The Rape of Mesopotamia: Behind the Looting of the Iraq Museum



April 16, 2009 - 3:30pm to 5:00pm

Harris School of Public Policy Studies, 1155 E. 60th Street, Room 140C

Lawrence Rothfield, University of Chicago

Rothfield will discuss his new book, out from the University of Chicago Press in April 2009.

On April 10, 2003, as the world watched a statue of Saddam Hussein come crashing down in the heart of Baghdad, a mob of looters attacked the Iraq National Museum. Despite the presence of an American tank unit, the pillaging went unchecked, and more than 15,000 artifacts—some of the oldest evidence of human culture—disappeared into the shadowy worldwide market in illicit antiquities. In the five years since that day, the losses have only mounted, with gangs digging up roughly half a million artifacts that had previously been unexcavated; the loss to our shared human heritage is incalculable.

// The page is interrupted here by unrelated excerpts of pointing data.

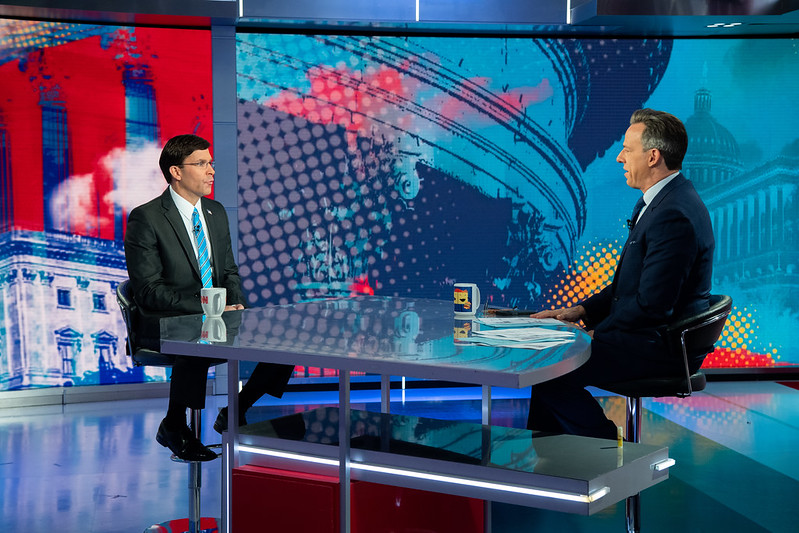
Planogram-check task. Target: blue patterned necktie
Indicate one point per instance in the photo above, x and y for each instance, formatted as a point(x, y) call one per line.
point(202, 250)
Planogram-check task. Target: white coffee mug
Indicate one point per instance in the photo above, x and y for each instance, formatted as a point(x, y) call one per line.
point(213, 300)
point(467, 299)
point(214, 330)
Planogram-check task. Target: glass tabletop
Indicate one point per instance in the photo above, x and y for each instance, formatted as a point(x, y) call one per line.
point(384, 335)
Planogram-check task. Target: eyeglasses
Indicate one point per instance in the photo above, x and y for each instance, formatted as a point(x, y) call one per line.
point(198, 164)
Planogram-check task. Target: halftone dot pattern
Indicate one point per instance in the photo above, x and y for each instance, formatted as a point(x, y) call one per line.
point(315, 208)
point(735, 347)
point(593, 269)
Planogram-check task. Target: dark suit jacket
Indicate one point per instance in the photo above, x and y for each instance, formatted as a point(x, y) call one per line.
point(164, 274)
point(664, 272)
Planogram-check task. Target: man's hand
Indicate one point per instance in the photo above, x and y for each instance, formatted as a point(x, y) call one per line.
point(569, 314)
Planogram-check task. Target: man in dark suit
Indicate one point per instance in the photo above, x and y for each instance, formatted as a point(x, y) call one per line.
point(663, 274)
point(161, 251)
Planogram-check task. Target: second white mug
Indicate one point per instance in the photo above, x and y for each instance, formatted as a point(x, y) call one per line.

  • What caused the U.S. failure to protect the museum?
  • Who should be responsible for planning to protect cultural heritage in the wake of an invasion?
  • How can the planning process be improved to prevent what happened in Iraq from happening again elsewhere?

Read more about The Rape of Mesopotamia.

Read about Antiquities Under Siege – a volume of essays by experts in law, foreign affairs, archaeology and the military, edited by Rothfield.

Lawrence Rothfield is co-founder of the Cultural Policy Center, and serves as its associate director for graduate studies. He is an associate professor of English and comparative literature at the University of Chicago. His major publications include Vital Signs, a book about the social function of the nineteenth-century novel; two volumes of edited essays: Unsettling "Sensation": Arts Policy Lessons from the Brooklyn Museum of Art Controversy(Rutgers University Press, 2001) and Antiquities under Siege: Cultural Heritage Protection after the Iraq War (AltaMira Press, 2008); and a study of the music industry and live music scene in Chicago, Chicago Music City. The next phases of Rothfield’s multiphase project on the protection of cultural heritage during wartime will focus on new ways of regulating and policing the international market for illicit antiquities, and on the ethics of collecting.